<h1> Captsone Project - The Battle Of Neighbourhoods - Live in Montreal </h1>

<h2> Introduction/Business Problem </h2>

Montreal, the 2nd most populated city in Canada has more than 4 millions population with a slow growth of 0.73% average every year. Montreal is also known as the 2nd largest economy in Canada by having a variety of businesses implementing themselves out there. As the nest of opportunities, many big tech companies started considering the city to have new offices - Google, Facebook, Microsoft to name a few. 

In the case where an individual had to relocate for a job opportunity, what would be the best locations we could suggest him? The purpose of this report is to identify what would be the best options thru a data driven research. We will identify amneties and venues based on their ratings from which we will offer options based on the relocator preferences.

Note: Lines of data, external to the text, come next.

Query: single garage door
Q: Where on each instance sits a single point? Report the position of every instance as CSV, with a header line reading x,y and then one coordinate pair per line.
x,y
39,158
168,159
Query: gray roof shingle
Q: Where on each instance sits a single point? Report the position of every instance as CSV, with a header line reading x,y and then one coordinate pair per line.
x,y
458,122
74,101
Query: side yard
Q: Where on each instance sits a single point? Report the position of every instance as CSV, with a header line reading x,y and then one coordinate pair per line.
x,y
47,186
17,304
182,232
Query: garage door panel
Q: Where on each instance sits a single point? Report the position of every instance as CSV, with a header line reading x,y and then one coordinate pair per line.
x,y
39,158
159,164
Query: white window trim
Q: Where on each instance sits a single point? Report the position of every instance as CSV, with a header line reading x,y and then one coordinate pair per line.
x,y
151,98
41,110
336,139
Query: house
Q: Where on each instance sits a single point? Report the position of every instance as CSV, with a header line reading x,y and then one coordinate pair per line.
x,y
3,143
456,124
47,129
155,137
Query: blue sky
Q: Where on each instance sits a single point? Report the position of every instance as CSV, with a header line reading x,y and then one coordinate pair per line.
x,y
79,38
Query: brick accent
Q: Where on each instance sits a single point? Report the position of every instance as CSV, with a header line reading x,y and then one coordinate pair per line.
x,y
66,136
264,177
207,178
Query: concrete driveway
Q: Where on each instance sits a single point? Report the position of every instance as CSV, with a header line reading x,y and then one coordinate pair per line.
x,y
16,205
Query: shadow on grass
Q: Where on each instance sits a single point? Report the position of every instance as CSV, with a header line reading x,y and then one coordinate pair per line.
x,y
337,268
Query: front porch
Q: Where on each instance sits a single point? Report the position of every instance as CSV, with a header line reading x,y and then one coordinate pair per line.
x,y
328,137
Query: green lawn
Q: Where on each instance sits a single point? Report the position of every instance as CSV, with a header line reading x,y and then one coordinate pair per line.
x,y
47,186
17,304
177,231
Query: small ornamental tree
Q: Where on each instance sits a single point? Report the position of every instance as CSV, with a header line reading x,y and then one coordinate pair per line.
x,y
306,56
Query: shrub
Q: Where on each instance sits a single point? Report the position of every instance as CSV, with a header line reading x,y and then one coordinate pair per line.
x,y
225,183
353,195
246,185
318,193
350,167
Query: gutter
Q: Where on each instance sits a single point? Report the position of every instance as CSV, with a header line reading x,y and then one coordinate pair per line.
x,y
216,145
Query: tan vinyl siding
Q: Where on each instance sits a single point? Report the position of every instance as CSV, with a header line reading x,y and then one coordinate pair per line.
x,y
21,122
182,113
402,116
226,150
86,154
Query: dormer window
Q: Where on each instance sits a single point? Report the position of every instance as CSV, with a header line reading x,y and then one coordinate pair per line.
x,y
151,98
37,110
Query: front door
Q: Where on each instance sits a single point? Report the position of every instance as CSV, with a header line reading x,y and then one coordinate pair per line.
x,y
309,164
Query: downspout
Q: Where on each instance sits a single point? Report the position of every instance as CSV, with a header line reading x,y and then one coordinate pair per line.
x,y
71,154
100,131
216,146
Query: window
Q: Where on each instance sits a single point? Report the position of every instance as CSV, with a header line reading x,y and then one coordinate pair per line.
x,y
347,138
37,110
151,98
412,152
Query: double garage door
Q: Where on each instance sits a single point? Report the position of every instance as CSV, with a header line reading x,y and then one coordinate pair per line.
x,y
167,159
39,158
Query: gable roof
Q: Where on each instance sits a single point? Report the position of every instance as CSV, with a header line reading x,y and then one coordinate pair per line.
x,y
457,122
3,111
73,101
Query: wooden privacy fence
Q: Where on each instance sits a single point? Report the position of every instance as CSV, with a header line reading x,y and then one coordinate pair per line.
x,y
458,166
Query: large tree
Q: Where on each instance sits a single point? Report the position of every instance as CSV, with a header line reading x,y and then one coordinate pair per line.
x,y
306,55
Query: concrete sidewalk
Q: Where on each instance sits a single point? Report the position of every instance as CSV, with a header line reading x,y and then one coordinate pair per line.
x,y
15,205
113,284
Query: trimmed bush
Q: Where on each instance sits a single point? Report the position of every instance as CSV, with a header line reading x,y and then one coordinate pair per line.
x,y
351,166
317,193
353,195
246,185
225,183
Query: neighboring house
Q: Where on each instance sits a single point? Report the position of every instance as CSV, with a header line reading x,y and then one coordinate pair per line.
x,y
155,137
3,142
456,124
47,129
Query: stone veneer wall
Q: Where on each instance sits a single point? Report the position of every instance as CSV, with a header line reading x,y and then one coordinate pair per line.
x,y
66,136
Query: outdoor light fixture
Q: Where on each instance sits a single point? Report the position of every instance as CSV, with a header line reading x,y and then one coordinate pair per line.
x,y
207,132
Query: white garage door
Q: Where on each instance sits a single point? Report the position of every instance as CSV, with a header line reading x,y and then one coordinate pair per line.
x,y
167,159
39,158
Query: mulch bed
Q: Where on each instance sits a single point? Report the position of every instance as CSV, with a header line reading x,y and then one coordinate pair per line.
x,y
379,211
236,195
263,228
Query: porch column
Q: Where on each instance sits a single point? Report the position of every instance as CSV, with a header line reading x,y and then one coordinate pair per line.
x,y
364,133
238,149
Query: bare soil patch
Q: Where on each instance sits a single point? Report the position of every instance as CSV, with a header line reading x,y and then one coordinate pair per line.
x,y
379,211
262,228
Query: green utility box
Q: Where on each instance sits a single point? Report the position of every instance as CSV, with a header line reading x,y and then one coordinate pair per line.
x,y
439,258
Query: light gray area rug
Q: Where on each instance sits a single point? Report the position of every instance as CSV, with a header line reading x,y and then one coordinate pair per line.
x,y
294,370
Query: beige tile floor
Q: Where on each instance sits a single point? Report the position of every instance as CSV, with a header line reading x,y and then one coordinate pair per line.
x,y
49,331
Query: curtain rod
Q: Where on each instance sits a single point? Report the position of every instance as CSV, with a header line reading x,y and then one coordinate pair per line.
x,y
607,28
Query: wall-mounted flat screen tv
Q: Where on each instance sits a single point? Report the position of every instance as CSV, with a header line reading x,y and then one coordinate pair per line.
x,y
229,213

This project targets mostly individuals that are not familiar with the city and that are searching a convenient borough where they can live. It will bring also options that fit the individual interest. As an example, an individual in the need of relocating, who likes parks, we expect him willing to be close to that type of venue.

<h2> Data Description </h2>

Data :<br>

- Montreal city boroughs names with their coordinates (latitude and longitude).
    - Data pulled from Wikipedia with the BeautifulSoup library. Alternatively, we could manually put the data in a CSV file.
    - Will be used with Foursquare API data to define the best venues of each boroughs.
    - We will use Folium to vizualize the different boroughs within Montreal.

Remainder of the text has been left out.